Em Efésios 5:19-21, encontramos os resultados práticos de uma vida cheia do Espírito:

a) A linguagem muda: Observe que Paulo não menciona o dom de orar em línguas. Claro que orar em línguas tem seu valor. Mas aqui o apóstolo ressalta outro aspecto – a linguagem do louvor e da gratidão. Paulo ressalta o salmodiar, os hinos e os cânticos espirituais (a linguagem da adoração).

b) Dar graças constantemente: Quando murmura o crente entristece o Espírito (Ef 4:30). O apóstolo recomenda a gratidão a Deus Pai por todas as coisas, em nome de nosso Senhor Jesus Cristo (v. 20). Quando você murmura acaba por ofender aquele que supre sua vida, seu Pastor, Jesus Cristo.

c) Servir como privilégio: O último verso, 21, contém o mandamento: Sujeitem-se unas aos outros, por temor a Cristo. Sujeitar-se significa colocar-se abaixo, em servidão.
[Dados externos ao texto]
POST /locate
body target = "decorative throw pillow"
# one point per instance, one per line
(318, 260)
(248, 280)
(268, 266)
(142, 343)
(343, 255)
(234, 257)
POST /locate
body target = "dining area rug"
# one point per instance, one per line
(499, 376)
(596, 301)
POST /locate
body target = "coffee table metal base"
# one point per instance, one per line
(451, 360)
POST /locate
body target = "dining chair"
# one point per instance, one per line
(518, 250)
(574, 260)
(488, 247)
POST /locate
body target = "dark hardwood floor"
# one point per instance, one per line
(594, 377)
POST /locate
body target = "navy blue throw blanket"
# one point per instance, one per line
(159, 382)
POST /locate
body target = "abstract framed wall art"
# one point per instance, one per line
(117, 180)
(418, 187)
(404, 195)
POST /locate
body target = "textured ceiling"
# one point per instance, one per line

Jesus Cristo é nossa inspiração maior – Ele mesmo não veio para ser servido, mas para servir (Mt 20:28). O Mestre ensinou que no Seu Reino, o maior é quem serve (Mt 23:11).

d) Fazer discípulos: A maior evidência de viver uma vida cheia do Espírito é o cumprimento da ordem do Senhor de fazer discípulos. O Espírito Santo é responsável por nos ajudar tanto a ser como a fazer discípulos para Jesus.

Ore com os discípulos e leve-os a declarar que desejam embriagar-se do Espírito Santo. Ressalte na oração cada uma das características estudadas: Espírito Santo, eu quero coragem para testemunhar, quero a linguagem da adoração, a capacidade de ser grato sempre, servir aos meus irmãos e gerar muitos discípulos para Ti.